Very loud, he could say, but that wouldn't make sense. He listens to Jaskier because he likes to, it's interesting and Geralt finds a small amount of pleasure in imagining Jaskier's face twisting with every little noise. It’s ‘very’ nice
"Have you listened to me?" Jaskier asks, with a completely different flavor of suspicion in his voice.
"On accident."
"On purpose," Jaskier corrects. "You've eavesdropped on me touching myself."
It's not a question. Jaskier knows it, somehow, and suddenly Geralt feels much less like a teasing friend and much more like a trapped lover.
When did Jaskier get the upper ground here?
"Once or twice," Geralt finally admits.
"And?" Jaskier asks, stepping closer.
"'And' what?"
Jaskier is close enough that his heartbeat rings in Geralt's ears, thundering so loudly it's almost the only thing he can hear. Jaskier is all he can see, all he can smell, the day's sweat and the light, flowery scent of the oils he slicks into his hair in the morning.
"Did you like listening?" he asks. His words are purposely low, purposely a barely-there whisper. "Did you hover and make excuses to yourself for why you wanted to listen to your bard stroke himself off?"
Jaskier is smiling broadly now, hovering over Geralt like it's where he's meant to be; Geralt is meant to be sitting on the bed, with Jaskier standing between his knees and leaning so Geralt has to look just slightly up to meet his eyes, and Geralt has never felt so pleasantly threatened in his life.

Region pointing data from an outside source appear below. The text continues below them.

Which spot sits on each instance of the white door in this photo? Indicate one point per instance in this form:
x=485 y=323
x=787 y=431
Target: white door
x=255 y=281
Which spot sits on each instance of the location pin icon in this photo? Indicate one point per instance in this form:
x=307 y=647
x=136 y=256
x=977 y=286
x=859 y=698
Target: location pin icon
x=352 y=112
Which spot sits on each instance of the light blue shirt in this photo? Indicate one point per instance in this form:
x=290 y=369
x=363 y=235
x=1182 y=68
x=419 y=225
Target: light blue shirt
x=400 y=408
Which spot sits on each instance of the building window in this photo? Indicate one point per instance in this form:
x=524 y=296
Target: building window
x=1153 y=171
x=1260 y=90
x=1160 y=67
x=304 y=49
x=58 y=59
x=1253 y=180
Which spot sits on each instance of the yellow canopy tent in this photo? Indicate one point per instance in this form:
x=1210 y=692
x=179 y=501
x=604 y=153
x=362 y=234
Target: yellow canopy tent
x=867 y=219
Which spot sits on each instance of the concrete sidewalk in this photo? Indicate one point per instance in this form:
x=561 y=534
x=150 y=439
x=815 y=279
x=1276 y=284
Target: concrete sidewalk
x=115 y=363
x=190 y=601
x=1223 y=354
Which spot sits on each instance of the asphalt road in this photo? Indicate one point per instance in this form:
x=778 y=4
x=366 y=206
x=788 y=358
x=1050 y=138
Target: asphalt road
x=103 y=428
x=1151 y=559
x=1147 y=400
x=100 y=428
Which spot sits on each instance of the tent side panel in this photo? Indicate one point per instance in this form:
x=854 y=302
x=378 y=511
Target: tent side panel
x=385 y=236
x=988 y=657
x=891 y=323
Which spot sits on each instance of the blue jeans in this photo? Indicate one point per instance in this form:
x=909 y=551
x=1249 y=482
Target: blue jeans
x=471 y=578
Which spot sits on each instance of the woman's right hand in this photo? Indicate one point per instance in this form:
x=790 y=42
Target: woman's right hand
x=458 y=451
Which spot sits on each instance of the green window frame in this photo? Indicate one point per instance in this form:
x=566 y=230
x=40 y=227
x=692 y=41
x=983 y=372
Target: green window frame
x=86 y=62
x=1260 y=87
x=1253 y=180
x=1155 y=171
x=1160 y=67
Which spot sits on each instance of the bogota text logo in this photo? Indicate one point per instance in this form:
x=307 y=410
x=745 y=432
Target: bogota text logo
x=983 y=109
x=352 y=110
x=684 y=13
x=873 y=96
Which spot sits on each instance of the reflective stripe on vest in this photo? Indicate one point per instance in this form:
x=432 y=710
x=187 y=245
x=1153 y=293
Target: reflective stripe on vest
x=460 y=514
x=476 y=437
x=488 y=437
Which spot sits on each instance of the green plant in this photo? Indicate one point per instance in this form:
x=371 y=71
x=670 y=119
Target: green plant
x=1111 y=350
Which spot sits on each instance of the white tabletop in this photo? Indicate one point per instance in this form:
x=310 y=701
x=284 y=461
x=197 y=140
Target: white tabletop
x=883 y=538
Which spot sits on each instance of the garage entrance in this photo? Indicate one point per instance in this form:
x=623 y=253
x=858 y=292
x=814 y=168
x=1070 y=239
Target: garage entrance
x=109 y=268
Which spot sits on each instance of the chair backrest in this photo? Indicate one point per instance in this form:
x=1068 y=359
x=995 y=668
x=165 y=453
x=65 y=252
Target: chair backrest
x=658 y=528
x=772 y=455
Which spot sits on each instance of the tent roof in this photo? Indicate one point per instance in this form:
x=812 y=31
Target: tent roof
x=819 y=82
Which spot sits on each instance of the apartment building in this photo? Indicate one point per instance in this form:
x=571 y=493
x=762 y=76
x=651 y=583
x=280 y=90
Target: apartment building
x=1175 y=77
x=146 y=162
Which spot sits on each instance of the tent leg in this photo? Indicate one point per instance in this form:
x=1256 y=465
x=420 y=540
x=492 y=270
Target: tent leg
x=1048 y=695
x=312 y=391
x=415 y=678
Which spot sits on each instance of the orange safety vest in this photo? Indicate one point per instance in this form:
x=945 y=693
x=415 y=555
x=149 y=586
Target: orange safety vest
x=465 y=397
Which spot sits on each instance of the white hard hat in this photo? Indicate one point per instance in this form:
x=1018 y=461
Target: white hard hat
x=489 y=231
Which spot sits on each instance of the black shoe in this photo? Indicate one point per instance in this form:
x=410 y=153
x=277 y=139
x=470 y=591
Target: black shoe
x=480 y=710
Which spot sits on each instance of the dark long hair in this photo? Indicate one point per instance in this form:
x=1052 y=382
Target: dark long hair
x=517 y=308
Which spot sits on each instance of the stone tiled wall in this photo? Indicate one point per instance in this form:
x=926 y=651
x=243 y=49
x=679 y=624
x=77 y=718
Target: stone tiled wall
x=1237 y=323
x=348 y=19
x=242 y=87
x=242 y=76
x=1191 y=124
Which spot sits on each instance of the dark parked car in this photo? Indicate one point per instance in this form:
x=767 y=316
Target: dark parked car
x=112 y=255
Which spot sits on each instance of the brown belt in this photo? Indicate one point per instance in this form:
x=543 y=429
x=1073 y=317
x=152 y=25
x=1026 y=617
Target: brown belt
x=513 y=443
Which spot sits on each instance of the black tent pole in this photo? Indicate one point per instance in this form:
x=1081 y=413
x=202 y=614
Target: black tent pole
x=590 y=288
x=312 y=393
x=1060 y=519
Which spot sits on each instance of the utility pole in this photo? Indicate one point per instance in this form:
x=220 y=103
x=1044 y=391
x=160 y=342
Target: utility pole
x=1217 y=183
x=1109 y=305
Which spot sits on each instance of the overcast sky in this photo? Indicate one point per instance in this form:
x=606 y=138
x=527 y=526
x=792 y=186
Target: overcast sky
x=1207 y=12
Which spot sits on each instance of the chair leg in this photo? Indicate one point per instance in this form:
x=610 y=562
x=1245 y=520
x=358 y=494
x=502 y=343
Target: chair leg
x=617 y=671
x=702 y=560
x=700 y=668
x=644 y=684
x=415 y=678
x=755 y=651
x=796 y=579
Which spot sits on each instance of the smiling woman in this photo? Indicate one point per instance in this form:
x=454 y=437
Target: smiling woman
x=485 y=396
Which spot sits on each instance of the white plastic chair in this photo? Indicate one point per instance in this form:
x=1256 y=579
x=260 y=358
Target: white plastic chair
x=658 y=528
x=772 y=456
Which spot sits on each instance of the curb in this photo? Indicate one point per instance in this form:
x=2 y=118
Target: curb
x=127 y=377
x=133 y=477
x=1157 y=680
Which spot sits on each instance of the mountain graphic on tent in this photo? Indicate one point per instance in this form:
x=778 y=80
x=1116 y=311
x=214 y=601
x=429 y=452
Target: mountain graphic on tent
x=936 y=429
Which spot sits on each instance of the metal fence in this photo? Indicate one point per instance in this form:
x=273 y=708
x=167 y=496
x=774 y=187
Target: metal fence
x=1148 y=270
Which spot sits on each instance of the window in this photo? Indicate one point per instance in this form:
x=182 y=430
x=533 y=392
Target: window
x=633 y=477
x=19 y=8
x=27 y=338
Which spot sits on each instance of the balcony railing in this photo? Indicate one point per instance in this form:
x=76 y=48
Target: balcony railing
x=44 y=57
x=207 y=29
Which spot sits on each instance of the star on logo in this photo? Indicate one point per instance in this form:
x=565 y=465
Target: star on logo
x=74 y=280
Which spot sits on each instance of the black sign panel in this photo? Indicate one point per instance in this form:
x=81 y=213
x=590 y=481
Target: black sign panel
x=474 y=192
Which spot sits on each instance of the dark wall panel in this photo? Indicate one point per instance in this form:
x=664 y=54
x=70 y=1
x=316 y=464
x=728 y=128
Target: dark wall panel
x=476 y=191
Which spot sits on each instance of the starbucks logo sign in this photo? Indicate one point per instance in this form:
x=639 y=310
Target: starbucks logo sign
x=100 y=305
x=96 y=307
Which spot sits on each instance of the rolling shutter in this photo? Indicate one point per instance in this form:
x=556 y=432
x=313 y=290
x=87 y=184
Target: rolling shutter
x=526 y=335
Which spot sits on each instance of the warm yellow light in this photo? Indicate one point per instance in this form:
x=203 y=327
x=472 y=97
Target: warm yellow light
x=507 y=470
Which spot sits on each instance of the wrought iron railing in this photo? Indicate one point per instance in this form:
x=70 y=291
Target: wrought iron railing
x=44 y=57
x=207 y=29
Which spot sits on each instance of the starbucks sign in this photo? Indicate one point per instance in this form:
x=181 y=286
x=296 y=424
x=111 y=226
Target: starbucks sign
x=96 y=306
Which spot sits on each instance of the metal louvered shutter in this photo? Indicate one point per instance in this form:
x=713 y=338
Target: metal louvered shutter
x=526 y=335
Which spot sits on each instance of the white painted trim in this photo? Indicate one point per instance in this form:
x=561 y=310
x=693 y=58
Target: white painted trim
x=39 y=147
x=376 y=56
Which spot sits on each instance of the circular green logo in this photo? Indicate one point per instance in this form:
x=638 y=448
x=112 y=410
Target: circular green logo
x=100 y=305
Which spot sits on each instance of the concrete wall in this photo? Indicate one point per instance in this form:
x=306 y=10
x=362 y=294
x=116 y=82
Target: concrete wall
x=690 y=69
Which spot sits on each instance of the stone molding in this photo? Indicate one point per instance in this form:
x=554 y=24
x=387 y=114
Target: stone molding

"It's better than your singing voice," Geralt mumbles, and that's what finally brings Jaskier down that last titch between them.
As Jaskier spreads Geralt out over the bed, kisses him a little too roughly and a little too eagerly, Geralt wonders when he'd gotten so fond of such an obnoxious man. He wonders why he didn’t notice sooner, but Jaskier busies himself with getting under Geralt’s shirt and it doesn’t really matter.
Jaskier smells like flowers and infatuation, and Geralt is more than happy to breathe it in.